Proponents argue that trigger leads benefit consumers by promoting competition amongst lenders and potentially resulting in the consumer receiving more favorable loan terms. However, in practice, trigger leads often result in excessive and unwanted solicitations from third-party lenders that can confuse or overwhelm a typical consumer. In some cases, solicitations from third-party lenders imply an association with the lender that received the consumer’s initial application, seemingly attempting to blur the line between the entities and take advantage of potential consumer confusion. Given the potential for this negative consumer impact, several states, and now the federal government, have proposed or enacted legislation that specifically addresses the use of trigger leads.
State Regulation of Trigger Leads
In November 2024, Texas became the most recent state to enact a law regulating a mortgage lender’s use of trigger leads. However, going back to at least 2007, other states have also enacted comparable requirements governing the use of trigger leads, including Connecticut, Rhode Island, Maine, Kansas, Kentucky, and Wisconsin.
While each state varies, the laws in these states typically impose two specific consumer protections to counteract abusive trigger lead practices. First, in many of these states, the law requires any lender using trigger leads to clearly include in its initial communication with the consumer the identity of the lender, the lender’s practice of using trigger leads, an explanation of trigger leads, and an express statement that the lender is not affiliated with the lender that took the consumer’s initial application for credit.

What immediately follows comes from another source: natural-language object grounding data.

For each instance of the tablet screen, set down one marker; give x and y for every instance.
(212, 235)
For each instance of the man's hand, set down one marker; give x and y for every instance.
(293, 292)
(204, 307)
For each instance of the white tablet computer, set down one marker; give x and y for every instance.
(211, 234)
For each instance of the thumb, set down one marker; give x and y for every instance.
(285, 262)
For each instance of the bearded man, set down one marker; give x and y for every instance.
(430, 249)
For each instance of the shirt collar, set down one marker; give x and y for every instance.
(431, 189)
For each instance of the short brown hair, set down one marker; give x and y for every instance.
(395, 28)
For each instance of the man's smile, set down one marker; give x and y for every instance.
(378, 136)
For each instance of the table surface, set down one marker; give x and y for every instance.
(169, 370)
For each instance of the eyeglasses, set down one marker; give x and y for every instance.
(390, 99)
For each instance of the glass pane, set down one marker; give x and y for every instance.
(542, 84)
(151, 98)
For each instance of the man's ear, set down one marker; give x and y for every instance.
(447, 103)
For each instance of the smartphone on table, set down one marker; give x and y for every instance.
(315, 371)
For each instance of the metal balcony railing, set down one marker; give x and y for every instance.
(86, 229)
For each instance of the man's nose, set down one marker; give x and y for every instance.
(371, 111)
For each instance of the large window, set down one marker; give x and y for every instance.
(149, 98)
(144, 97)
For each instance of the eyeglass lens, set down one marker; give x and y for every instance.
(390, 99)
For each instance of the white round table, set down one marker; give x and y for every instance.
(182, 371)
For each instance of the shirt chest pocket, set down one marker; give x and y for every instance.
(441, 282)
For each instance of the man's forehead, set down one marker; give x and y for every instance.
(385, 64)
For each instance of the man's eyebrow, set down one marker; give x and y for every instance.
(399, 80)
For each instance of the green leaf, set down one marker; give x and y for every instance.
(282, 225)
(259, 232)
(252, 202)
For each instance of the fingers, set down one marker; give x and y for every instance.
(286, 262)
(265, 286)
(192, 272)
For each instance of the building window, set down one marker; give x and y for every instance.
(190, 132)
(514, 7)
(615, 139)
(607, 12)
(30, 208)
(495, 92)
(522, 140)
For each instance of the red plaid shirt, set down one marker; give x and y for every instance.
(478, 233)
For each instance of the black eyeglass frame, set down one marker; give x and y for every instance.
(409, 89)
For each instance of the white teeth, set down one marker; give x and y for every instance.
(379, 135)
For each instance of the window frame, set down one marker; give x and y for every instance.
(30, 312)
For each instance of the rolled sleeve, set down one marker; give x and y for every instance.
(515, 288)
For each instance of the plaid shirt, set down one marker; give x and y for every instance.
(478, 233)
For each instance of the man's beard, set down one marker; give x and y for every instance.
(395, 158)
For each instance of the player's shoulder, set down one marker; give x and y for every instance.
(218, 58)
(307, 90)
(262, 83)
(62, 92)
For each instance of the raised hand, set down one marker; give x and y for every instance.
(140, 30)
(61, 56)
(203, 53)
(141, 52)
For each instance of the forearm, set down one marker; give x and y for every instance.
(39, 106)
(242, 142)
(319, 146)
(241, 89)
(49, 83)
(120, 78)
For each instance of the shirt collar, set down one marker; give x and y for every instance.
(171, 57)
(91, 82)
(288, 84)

Second, many state trigger lead laws also cite the FCRA and expressly adopt the FCRA requirements that (1) a lender cannot contact a consumer who has opted out of inclusion in consumer reports compiled pursuant to the FCRA and (2) the lender must make a firm credit offer if soliciting based on consumer reports provided in compliance with the FCRA.
However, while these states impose clear obligations on lenders using trigger leads, as a practical matter the only way for a borrower to stop receiving trigger lead-based solicitations is to affirmatively take the “opt out” steps defined in the FCRA.
Potential Impact of Federal Homebuyers Privacy Protection Act
The act would largely shift this responsibility back to the CRA and lender and significantly restrain the marketability and use of trigger leads. Specifically, the act would prohibit a CRA from providing a trigger lead to a lender unless (1) the consumer provided consent for the CRA to share his or her information or (2) the lender seeking the trigger lead has some preexisting relationship with the consumer, such as the lender holding a current account of the consumer. This shifting of responsibility has generally been hailed as needed protection for borrowers. And while the proposed act would effectively flip the focus of when trigger leads are permissible, it would seemingly not conflict with the current state regulatory framework for trigger leads.
Regardless of whether the act is ultimately enacted as federal law, mortgage lenders and CRAs should prepare for a continued focus on the use of trigger leads, as this appears to be a practice that both industry experts and regulators view as in need of reform.